Sebastian Hesselbarth sebastian.hesselbarth at gmail.com
Sat Mar 23 13:33:42 EDT 2013


On 03/23/2013 05:30 PM, Thomas Petazzoni wrote:
> Dear Sebastian Hesselbarth,
>
> On Sat, 23 Mar 2013 16:25:54 +0100, Sebastian Hesselbarth wrote:
>
>> I understand that you proposed patch fixes mvsdio grab mpp0 by accident.
>> But what if you have a kirkwood board where cd-gpio _is_ connected to mpp0?
>
> It didn't work with the existing mvsdio driver, so the purpose of my
> patch was merely to restore the old behavior, in order to avoid having
> to change all the instances of mvsdio_platform_data, knowing that those
> would anyway go away as we convert boards to the Device Tree.

Thomas,

I agree both approaches fix the same issue. I haven't seen your patch
earlier and was just proposing a patch for the same issue. You or Jason
are free to choose whatever patch you like.
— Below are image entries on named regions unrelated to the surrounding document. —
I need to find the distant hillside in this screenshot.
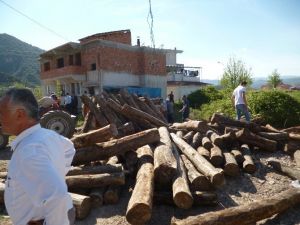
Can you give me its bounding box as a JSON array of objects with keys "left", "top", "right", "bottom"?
[{"left": 0, "top": 34, "right": 44, "bottom": 85}]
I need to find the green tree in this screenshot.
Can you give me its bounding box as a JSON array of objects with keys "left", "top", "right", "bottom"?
[
  {"left": 221, "top": 57, "right": 253, "bottom": 89},
  {"left": 268, "top": 70, "right": 282, "bottom": 89}
]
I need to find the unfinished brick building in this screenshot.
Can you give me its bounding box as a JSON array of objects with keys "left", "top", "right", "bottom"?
[{"left": 40, "top": 30, "right": 182, "bottom": 97}]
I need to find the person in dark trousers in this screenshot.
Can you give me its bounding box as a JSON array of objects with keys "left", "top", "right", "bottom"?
[
  {"left": 0, "top": 88, "right": 75, "bottom": 225},
  {"left": 179, "top": 95, "right": 190, "bottom": 121}
]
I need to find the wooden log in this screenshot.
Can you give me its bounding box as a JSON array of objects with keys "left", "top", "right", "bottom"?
[
  {"left": 268, "top": 160, "right": 300, "bottom": 181},
  {"left": 103, "top": 185, "right": 121, "bottom": 205},
  {"left": 171, "top": 120, "right": 210, "bottom": 133},
  {"left": 71, "top": 124, "right": 118, "bottom": 148},
  {"left": 182, "top": 131, "right": 195, "bottom": 144},
  {"left": 172, "top": 188, "right": 300, "bottom": 225},
  {"left": 211, "top": 113, "right": 261, "bottom": 133},
  {"left": 66, "top": 172, "right": 125, "bottom": 188},
  {"left": 258, "top": 132, "right": 289, "bottom": 141},
  {"left": 236, "top": 129, "right": 277, "bottom": 152},
  {"left": 230, "top": 149, "right": 245, "bottom": 165},
  {"left": 223, "top": 152, "right": 240, "bottom": 177},
  {"left": 191, "top": 132, "right": 203, "bottom": 149},
  {"left": 294, "top": 149, "right": 300, "bottom": 168},
  {"left": 241, "top": 144, "right": 256, "bottom": 173},
  {"left": 80, "top": 95, "right": 109, "bottom": 127},
  {"left": 89, "top": 187, "right": 105, "bottom": 208},
  {"left": 181, "top": 154, "right": 213, "bottom": 191},
  {"left": 172, "top": 144, "right": 193, "bottom": 209},
  {"left": 153, "top": 191, "right": 218, "bottom": 206},
  {"left": 197, "top": 146, "right": 210, "bottom": 161},
  {"left": 209, "top": 145, "right": 224, "bottom": 168},
  {"left": 171, "top": 133, "right": 224, "bottom": 186},
  {"left": 72, "top": 128, "right": 160, "bottom": 165},
  {"left": 67, "top": 164, "right": 124, "bottom": 176},
  {"left": 202, "top": 137, "right": 214, "bottom": 150},
  {"left": 154, "top": 127, "right": 177, "bottom": 188},
  {"left": 70, "top": 193, "right": 92, "bottom": 220},
  {"left": 122, "top": 104, "right": 168, "bottom": 127},
  {"left": 126, "top": 145, "right": 154, "bottom": 224}
]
>> Not that there is one I know of, but IMHO the only useful patch is to
>> set passed values to an invalid gpio number.
>
> To me, it remains a fragile way of doing things. Let's say tomorrow you
> add a new "int foo_gpio" field in mvsdio_platform_data. The whole
> purpose of C99 struct initializers is that you don't have to change all
> instances of the structure because all fields that are not initialized
> with .<field>  =<value>  are guaranteed to be zero. If you need to set
> foo_gpio to -1 everywhere when you add this field, it becomes quite
> annoying.

I understand that struct initialization with zero is done for a purpose.
But gpio = 0 is a valid gpio number and engineers will always count from
zero ;)

Given the fact that .gpio = 0 is valid, you would have to add some
.really_use_that_number_i_was_too_lazy_to_set = 1.. but mvsdio_plaform_data
won't stay long as you already pointed out, and I am happy with any fix
for the issue.

>>> That said, I have nothing against explicitly setting those GPIO values
>>> to an invalid value. Maybe -EINVAL would make more sense than just -1 ?
>>
>> Every invalid gpio number will be sufficient. But -EINVAL doesn't make
>> more sense than -1 does. Having no cd-gpio is not an "Invalid argument".
>
> It's just that I've seen -EINVAL being used on some other platforms, at
> least mach-at91/, but I agree it's not an invalid argument per se.

If you don't like -1, you can choose -ENOENT. But -1 has been used for ages
as "invalid" or "unused" so it was my first guess.